Costing.  If you are using standard costing, you may need to update your standard costs annually or more frequently depending on inventory price fluctuations.  Recall that there is no concept of standard costing for external financial reporting and all inventory balances should be recorded at actual costs or their (close) approximations.  Thus, if you use standard costing, you may need to adjust your inventory balances to approximate actual costs by analyzing and recording purchase price variances (e.g., difference between standard costs and actual costs).

Inventory Counts.  This is one of the most important aspects of managing and accounting for inventory.  Usually, if an inventory balance is material, accounting standards require annual inventory counts.  Consider using bar codes and readers to speed up counts and increase accuracy.

Cycle Counts.  Cycle counts is a form of an inventory physical where inventory items are counted multiple times a year, usually based on certain rules.  For example, all inventory items can be grouped into several categories based on the turnover and value.  High turnover and high value items may be counted more frequently while low turnover and low value items are counted less frequently.  Cycle counts is a great alternative or an addition to annual inventory counts.
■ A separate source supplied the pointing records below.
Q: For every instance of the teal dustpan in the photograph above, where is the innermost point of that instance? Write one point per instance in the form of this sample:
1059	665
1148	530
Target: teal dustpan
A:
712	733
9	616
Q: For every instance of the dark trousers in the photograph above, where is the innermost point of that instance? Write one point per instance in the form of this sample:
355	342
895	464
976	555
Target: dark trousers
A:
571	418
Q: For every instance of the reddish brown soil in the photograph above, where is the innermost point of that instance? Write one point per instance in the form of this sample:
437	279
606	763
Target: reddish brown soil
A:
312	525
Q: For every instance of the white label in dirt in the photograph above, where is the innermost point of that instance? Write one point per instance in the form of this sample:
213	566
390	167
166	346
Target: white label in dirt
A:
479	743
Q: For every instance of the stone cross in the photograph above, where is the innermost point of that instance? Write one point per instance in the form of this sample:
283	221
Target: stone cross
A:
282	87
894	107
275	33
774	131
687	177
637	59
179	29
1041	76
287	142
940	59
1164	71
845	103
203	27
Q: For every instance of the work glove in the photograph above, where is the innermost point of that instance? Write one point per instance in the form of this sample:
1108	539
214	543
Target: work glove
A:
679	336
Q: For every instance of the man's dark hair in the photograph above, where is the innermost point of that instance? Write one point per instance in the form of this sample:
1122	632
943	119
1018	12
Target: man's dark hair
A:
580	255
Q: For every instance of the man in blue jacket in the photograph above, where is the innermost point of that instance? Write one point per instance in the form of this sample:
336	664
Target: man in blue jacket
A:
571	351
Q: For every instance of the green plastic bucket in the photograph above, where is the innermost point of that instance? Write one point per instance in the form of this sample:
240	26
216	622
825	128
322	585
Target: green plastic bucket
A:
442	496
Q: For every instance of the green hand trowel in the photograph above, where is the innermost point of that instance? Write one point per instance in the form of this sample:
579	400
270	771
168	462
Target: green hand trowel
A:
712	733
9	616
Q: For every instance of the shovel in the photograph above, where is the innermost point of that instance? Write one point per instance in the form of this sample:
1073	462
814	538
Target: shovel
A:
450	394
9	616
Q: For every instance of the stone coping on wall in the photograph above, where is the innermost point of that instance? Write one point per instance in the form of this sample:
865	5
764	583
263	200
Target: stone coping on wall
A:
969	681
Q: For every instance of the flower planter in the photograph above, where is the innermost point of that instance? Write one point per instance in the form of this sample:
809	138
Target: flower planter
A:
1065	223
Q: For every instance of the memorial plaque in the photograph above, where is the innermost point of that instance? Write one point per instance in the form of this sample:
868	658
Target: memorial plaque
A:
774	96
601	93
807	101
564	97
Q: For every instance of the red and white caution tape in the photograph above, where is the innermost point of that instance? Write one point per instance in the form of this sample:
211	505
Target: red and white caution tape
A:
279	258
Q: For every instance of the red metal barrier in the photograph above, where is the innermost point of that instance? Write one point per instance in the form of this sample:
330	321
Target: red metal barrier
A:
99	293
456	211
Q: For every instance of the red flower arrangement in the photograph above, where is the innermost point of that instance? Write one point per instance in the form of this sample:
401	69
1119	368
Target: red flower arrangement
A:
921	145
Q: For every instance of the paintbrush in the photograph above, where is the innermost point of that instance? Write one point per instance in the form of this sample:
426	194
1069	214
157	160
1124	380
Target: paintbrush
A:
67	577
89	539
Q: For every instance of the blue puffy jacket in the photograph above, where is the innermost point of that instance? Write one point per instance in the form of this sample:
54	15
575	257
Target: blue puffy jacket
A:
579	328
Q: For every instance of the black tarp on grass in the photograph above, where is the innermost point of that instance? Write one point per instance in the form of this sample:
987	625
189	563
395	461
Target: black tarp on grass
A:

Small Immaterial Inventory Items.  These items (like screws, etc.) tend to add work if they are treated as inventory.  For example, production requisitions need to be filled out when they are taken to production; counts need to be performed as part of annual counts or cycle counts.  If the value of such items is not significant and it is in line with your industry practices, consider expensing them when they are acquired instead of recording them as inventory.

Analyze Inventory for Obsolescence.  Regardless of a method utilized to do that, inventory should be analyzed for obsolescence periodically.  If obsolete inventory is identified, it should be reserved for (i.e., a reserve created for the amount of inventory obsolescence). One way to analyze obsolescence is to create reports that show historical consumption of inventory and compare that information to the perpetual inventory balances to determine how much inventory is available on hand (e.g., there are enough units of Part A on hand to last three years).  This can give a clue as to how much obsolescence there is.

Segregate Consigned Inventory.  If your company maintains consigned inventory, it is a best practice to segregate it from your own inventory.  Recall that consigned inventory (e.g., customers’ inventory on your premises) is not recorded on your books, but still needs to be tracked and accounted for.

Use KPIs.  Key performance indicators related to inventory may alarm you about unusual trends or potential issues.  Consider things like these: (a) inventory turnover, (b) inventory aging, (c) inventory reserve rate, and so forth.  There may be specific metrics applicable to your industry.